Pour le sociologue russe Viktor Vakhchtaïn, la vidéo des cadets a créé une «panique morale» en Russie, comme en 2012 la «prière punk» anti-Poutine des Pussy Riot dans une cathédrale de Moscou, qui avait valu aux jeunes femmes des peines de prison.


Sauf que dans le cas des adolescents d’Oulianovsk, il n’y a aucune intention politique: «ils souhaitaient seulement ajouter un peu de légèreté dans leur vie très réglementée de cadets d’aviation», assure-t-il.


Pour Natalia Zorkaïa, analyste à l’institut de sondage indépendant Levada, la forte réaction des autorités tient au «sous-texte homoérotique» qu’elles ont perçu dans le clip.

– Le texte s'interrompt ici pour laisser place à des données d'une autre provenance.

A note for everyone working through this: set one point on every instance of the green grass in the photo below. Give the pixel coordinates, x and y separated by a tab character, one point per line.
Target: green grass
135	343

«L’homophobie est très présente dans les sphères politique et médiatique russes et ce puissant discours idéologique influence aussi les autorités locales», rappelle-t-elle à l’AFP. Mais «les jeunes vivent déjà dans une autre réalité et ils n’acceptent pas qu’on leur impose les valeurs traditionnelles russes, la vision religieuse de la moralité».


Les jeunes se filmant pour les soutenir, relève-t-elle, «rêvent de liberté et ils ont moins peur que leurs aînés: on s’en aperçoit quand on les voit manifester avec (l’opposant Alexeï) Navalny» qui a fait descendre des dizaines de milliers d’adolescents dans la rue l’année dernière.


Si certains cadets ont fait part, sous anonymat, de leurs «regrets» et «honte» dans la presse russe, le flot de vidéos de Russes dansant sur les notes de «Satisfaction» ne cesse de grossir.